Pourquoi les cabinets de gestion de patrimoine cherchent-ils à se regrouper ? Quels sont les défis auxquels sont confrontés les multi-family offices ? Sandrine Genet, présidente cofondatrice de Carat Capital, partage son analyse sur cette dynamique de consolidation et ses implications pour l’avenir du secteur.
Sandrine Genet (Carat Capital) : "La beauté de notre modèle réside dans l’architecture ouverte qui doit être conservée"
Décideurs. Quels sont les principaux facteurs qui poussent les cabinets à se regrouper ?
Sandrine Genet. Il y a une professionnalisation du métier et un élargissement des champs d’intervention qui amènent les CGP à se rendre compte qu’il est compliqué d'adresser tous ces sujets seuls. Cela est vrai aussi bien au niveau des contraintes telles que la réglementation et l’administratif que pour des sujets de diversification de l’offre, comme le private equity ou les produits structurés sur mesure. Le fait de rejoindre un cabinet de taille plus importante permet donc aux CGP de plus petite taille de continuer à faire leur métier et se recentrer sur leur métier principal en ayant de nouvelles cordes à leur arc.

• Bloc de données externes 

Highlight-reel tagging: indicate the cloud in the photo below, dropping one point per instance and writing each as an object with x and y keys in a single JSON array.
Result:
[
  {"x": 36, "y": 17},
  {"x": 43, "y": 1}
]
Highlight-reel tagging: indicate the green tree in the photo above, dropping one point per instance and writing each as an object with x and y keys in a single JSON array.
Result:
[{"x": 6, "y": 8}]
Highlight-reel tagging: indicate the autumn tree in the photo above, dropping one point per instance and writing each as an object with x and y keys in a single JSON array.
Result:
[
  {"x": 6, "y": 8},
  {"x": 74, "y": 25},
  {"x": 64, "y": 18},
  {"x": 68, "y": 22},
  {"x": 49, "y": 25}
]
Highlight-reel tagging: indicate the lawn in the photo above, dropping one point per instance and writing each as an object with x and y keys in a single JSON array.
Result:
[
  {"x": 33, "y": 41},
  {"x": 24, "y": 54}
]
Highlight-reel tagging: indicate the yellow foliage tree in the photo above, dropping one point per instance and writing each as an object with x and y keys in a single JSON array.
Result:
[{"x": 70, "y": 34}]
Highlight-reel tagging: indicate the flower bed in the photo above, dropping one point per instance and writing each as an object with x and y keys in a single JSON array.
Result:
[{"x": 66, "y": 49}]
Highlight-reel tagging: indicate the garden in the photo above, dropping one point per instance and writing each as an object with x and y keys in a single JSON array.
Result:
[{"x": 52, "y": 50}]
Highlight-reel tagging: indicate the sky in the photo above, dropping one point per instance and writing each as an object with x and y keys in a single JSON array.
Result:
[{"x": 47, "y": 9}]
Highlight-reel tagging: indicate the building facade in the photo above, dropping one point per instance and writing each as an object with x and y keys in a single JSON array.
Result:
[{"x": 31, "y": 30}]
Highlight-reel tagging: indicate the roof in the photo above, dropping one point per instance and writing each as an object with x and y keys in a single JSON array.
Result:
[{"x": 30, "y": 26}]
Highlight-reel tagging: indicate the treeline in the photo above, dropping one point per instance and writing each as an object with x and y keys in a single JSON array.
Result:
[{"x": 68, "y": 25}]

D’autres créent des plateformes au sein desquelles des CGP peuvent adhérer et trouver la conformité, la gestion de back-office et un accès à une gamme de produits plus élargie et des solutions d’investissement plus sophistiquées. Aujourd’hui, si l’on veut développer des services en interne, il faut avoir une taille critique qui implique de grandir.

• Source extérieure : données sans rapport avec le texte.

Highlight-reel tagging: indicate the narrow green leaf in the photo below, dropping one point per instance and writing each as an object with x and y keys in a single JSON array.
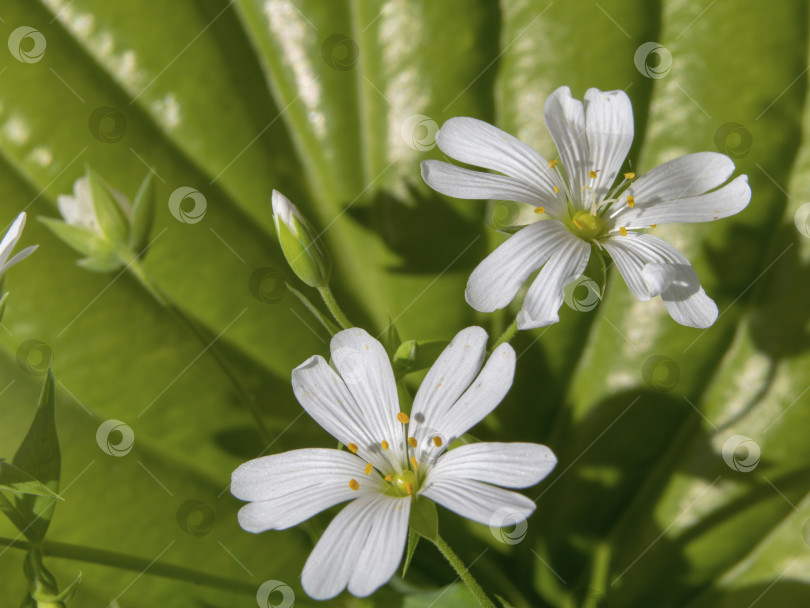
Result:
[
  {"x": 16, "y": 480},
  {"x": 40, "y": 457},
  {"x": 143, "y": 213},
  {"x": 424, "y": 519},
  {"x": 110, "y": 216}
]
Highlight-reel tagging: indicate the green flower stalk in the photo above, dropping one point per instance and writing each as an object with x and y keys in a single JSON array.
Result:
[{"x": 302, "y": 247}]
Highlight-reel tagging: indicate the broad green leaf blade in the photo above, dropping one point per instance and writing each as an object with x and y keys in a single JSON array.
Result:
[
  {"x": 39, "y": 456},
  {"x": 15, "y": 479}
]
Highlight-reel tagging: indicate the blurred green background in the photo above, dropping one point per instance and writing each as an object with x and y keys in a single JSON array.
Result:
[{"x": 335, "y": 103}]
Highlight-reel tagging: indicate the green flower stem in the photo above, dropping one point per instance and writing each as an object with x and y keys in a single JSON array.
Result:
[
  {"x": 334, "y": 307},
  {"x": 463, "y": 572},
  {"x": 134, "y": 564},
  {"x": 507, "y": 335},
  {"x": 207, "y": 341}
]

Quel est votre regard sur cette dynamique ?
Je considère que c’est un mouvement positif pour le métier. Cela ne correspondra pas à tout le monde et il est plutôt sain qu’il continue de coexister des CGP de tailles différentes. Par ailleurs, la consolidation aidera probablement sur les sujets de transformation numérique et d’intelligence artificielle. Elle donnera également plus de force au secteur pour pouvoir défendre sa position de place et être compétitif à l’avenir. Enfin, les rapprochements sont aussi l’occasion de faire entrer au capital les collaborateurs et de partager la valeur. C’est une forte conviction chez nous, et une très bonne façon de fidéliser et faire grandir ses collaborateurs.

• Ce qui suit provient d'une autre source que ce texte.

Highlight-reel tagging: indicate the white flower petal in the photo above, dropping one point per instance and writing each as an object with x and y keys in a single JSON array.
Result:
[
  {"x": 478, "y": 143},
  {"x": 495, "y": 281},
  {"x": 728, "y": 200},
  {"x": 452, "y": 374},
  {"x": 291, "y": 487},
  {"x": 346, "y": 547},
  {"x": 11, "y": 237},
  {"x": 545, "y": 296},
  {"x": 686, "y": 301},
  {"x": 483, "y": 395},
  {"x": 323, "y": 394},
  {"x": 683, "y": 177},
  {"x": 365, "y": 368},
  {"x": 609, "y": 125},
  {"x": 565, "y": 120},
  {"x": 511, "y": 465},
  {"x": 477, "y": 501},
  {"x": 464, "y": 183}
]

Comment cette consolidation affecte-t-elle la relation avec les clients ?
Il n’a pas fallu attendre les regroupements pour qu’il y ait des visions d’approche client très différentes. Certains ont des visions très financières de leur métier, d’autres beaucoup plus centrées sur le client. Je suis convaincue que les CGP qui rejoignent les « consolidateurs » ont toutes les capacités de comprendre auprès de qui ils se rapprochent. À eux de faire les bons choix.
Qu’en est-il des multi-family offices ?
Les MFO n'ont pas les mêmes problématiques que les CGP. Par essence, un MFO ne va pas avoir 500 clients et, par conséquent, pas les mêmes contraintes, notamment réglementaires. Le sujet majeur pour les MFO concerne la pérennité de leur activité. Beaucoup de MFO sont de très petites structures, menées par un ou deux dirigeants qui gèrent les clients, et peu de collaborateurs. Le sujet de la pérennité de ces structures se pose quand les dirigeants approchent de la retraite, la structure n’ayant peut-être pas la capacité ou les ressources pour assurer le suivi de la relation client. Se rapprocher d’autres structures me paraît alors pertinent, car il existe bel et bien une problématique pour des raisons de pyramide des âges. Cela étant dit, envisager la consolidation sous un angle financier, avec des économies d’échelle et des marges complémentaires, aura pour conséquence d’aligner les process, ce qui est l’antithèse des MFO.
Quels points d’attention voyez-vous ?
Le marché est particulièrement riche, avec une offre pléthorique, unique en Europe, et qui fonctionne car les cabinets de CGP sont nombreux. Si demain 90 % du business est fait par trois sociétés qui ont internalisé tous les services, l’offre va s'appauvrir, en nombre et en qualité. Cela aurait un effet regrettable pour les épargnants. C’est mon inquiétude. La richesse de l’offre crée aussi la qualité de notre service.
En outre, intégrer une société de gestion permet d'être plus efficace dans l’exécution et donc de mieux servir les clients, mais si une telle opération amène à commercialiser ses propres produits, cela dénature le métier de CGP. La beauté de notre modèle réside dans l’architecture ouverte qui doit être conservée.